Cooperation is key to success in microbial communities
New research from the University of Cambridge and European Molecular Biology Laboratory (EMBL) shows how cooperation among bacterial species allows them to thrive as a community.
The results are published today in the journal Nature Microbiology.
The study used kefir as a model to study metabolic interactions within microbial communities. It is easy to grow, and consists of around 40 different species – providing a ‘Goldilocks zone’ of complexity that is not too small yet not too unwieldy to study in detail. Kefir is composed of ‘grains’ – resembling small pieces of cauliflower – that have fermented in milk to produce a probiotic drink composed of bacteria and yeasts.
The researchers were surprised to discover that the dominant species of Lactobacillus bacteria found in kefir grains cannot survive on their own in milk. However, the different species work together, feeding on each other’s metabolites in the kefir culture to support each other.
“The kefir grain acts as a ‘base camp’ for the kefir community, from which microbes colonise the milk in a complex, yet organised and cooperative manner,” said Dr Kiran Patil, Director of Research at the University of Cambridge’s MRC Toxicology Unit, group leader at EMBL, and senior author of the study.
The researchers combined a variety of state-of-the-art methods including metabolomics (studying metabolites’ chemical processes), transcriptomics (studying the genome-produced RNA transcripts), and mathematical modelling. This revealed not only key molecular interaction agents like amino acids, but also the contrasting species dynamics between the grains and the milk.
While scientists know that microorganisms often live in communities and depend on their fellow community members for survival, there was previously very little understanding of how this works. Lab models have historically been limited to two or three different microbial species.

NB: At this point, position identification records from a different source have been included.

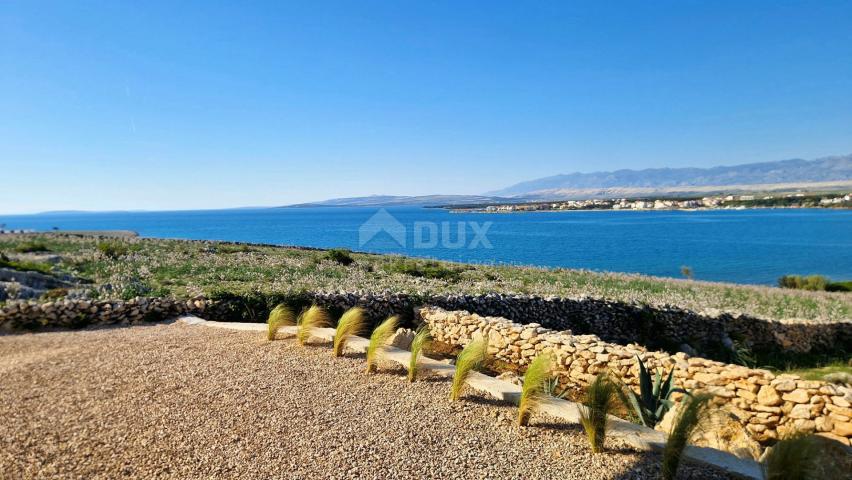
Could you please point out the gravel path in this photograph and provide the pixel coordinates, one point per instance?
(176, 401)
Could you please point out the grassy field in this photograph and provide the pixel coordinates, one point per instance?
(125, 268)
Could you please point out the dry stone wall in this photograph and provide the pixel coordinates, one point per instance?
(766, 404)
(77, 313)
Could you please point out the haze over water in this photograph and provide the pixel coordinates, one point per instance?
(745, 246)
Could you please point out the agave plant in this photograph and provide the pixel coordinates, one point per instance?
(378, 340)
(692, 417)
(280, 316)
(469, 359)
(534, 390)
(796, 456)
(421, 338)
(600, 401)
(313, 317)
(353, 322)
(652, 403)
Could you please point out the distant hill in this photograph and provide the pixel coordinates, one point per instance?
(830, 173)
(399, 201)
(788, 172)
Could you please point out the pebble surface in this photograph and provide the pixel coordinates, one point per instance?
(177, 401)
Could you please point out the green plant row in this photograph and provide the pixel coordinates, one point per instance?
(795, 457)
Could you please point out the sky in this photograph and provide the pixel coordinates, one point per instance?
(187, 105)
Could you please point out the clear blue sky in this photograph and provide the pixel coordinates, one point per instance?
(171, 105)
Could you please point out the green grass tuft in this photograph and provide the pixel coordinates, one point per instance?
(534, 390)
(313, 317)
(353, 322)
(692, 417)
(600, 402)
(469, 359)
(279, 316)
(421, 339)
(378, 340)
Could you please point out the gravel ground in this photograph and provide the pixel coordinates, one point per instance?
(176, 401)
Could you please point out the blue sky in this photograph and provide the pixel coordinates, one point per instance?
(173, 105)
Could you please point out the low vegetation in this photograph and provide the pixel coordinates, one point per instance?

“Kefir microbial communities have many member species, with individual growth patterns that adapt to their current environment. This means fast- and slow-growing species and some that alter their speed according to nutrient availability,” said Sonja Blasche, a postdoc in the Patil group at EMBL and joint first author of the paper.
Kefir is one of the world’s oldest fermented foods and has many purported health benefits, including improving digestion and lowering blood pressure and blood glucose levels.
This phenomenon of microbial cooperation is not limited to kefir. In another paper from Patil’s group, published today in the journal Nature Ecology and Evolution, scientists combined data from thousands of microbial communities across the globe – from soil to the human gut – to understand similar cooperative relationships.
Advanced metabolic modelling showed that the co-occurring groups of bacteria are either highly competitive or highly cooperative. This stark polarisation has not been observed before and sheds light on evolutionary processes that shape microbial ecosystems. While both competitive and cooperative communities are prevalent, the cooperators seem to be more successful: they are more abundant and occupy a more diverse range of habitats.
“We see this phenomenon in kefir, and then we see it’s not limited to kefir,” said Patil. “If you look at the whole world of microbiomes, cooperation is also key to their structure and function.”
Patil, K.R. ‘Metabolic cooperation and spatiotemporal niche partitioning in a kefir microbial community.’ Nature Microbiology, Jan 2021. DOI: 10.1038/s41564-020-00816-5.
Patil, K.R. ‘Polarisation of microbial communities between competitive and cooperative metabolism.’ Nature Ecology & Evolution, Jan 2021. DOI: 10.1038/s41559-020-01353-4.